Participation in preventive health programs was also higher among Riyadh city residents than among those living in rural areas. In line with our findings, Alfaqeeh et al. highlighted urban–rural differences in access to and utilization of primary health care services, including preventive and health promotion services, among patients in Riyadh Province [
27]. This urban–rural difference may be consistent with disparities in access, service availability, transportation, or exposure to public health initiatives described in the prior literature.

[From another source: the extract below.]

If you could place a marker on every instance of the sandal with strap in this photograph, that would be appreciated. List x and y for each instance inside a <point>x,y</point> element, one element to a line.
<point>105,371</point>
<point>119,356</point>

Participants who participated in preventive health programs had significantly higher health literacy and patient activation scores than those who did not. Furthermore, this study found that higher health literacy was associated with a greater likelihood of undergoing health checkups or cancer screening, particularly among non-workers [
28]. In addition, a study evaluating attendance in the Diabetes Prevention Program found that participation was associated with increased patient activation [
29]. Taken together, these findings are consistent with an association between higher health literacy, higher patient activation, and reported participation in preventive health programs, although the cross-sectional and unadjusted nature of the analysis precludes stronger interpretation.
The observed associations are broadly consistent with theoretically expected relationships in health literacy and patient activation research and should therefore be interpreted as descriptive contextual patterns rather than as novel explanatory findings. This study has several limitations. Its cross-sectional design does not allow for causal inference. In addition, the use of convenience sampling may have introduced selection bias. The study was also conducted in a single center, which may limit the external validity and generalizability of the findings. In addition, the relatively high proportion of participants with secondary and higher education may have influenced responses to the PHM-Q, as participants with higher educational attainment may be more likely to understand or agree with PHM-aligned principles. Moreover, the study-developed PHM-Q assessed agreement with broadly PHM-aligned principles rather than technical knowledge of PHM implementation, and the present data cannot establish that it captures a distinct PHM construct separate from broader favorable healthcare attitudes. The present study should not be interpreted as an implementation-science evaluation of PHM, but rather as a descriptive exploratory assessment of familiarity with PHM terminology and agreement with PHM-aligned principles within one clinical population. In addition, because no exploratory or confirmatory factor analysis was performed, and no external validation procedures were undertaken, the dimensional structure and construct distinctiveness of the PHM-Q remain uncertain. The generally favorable distribution of PHM-Q responses may also reflect limited discriminatory capacity and possible ceiling effects, which further support cautious interpretation. Future studies should subject this questionnaire, or a revised successor instrument, to formal psychometric validation before it is used as a distinct measure of agreement with PHM-aligned principles. Furthermore, data were self-reported and may be subject to recall and social desirability bias. Finally, because the final analytical framework was descriptive and bivariate, the reported associations should not be interpreted as independent effects. In the absence of stable multivariable models, residual confounding remains possible, and the observed relationships should be understood as exploratory and hypothesis-generating only.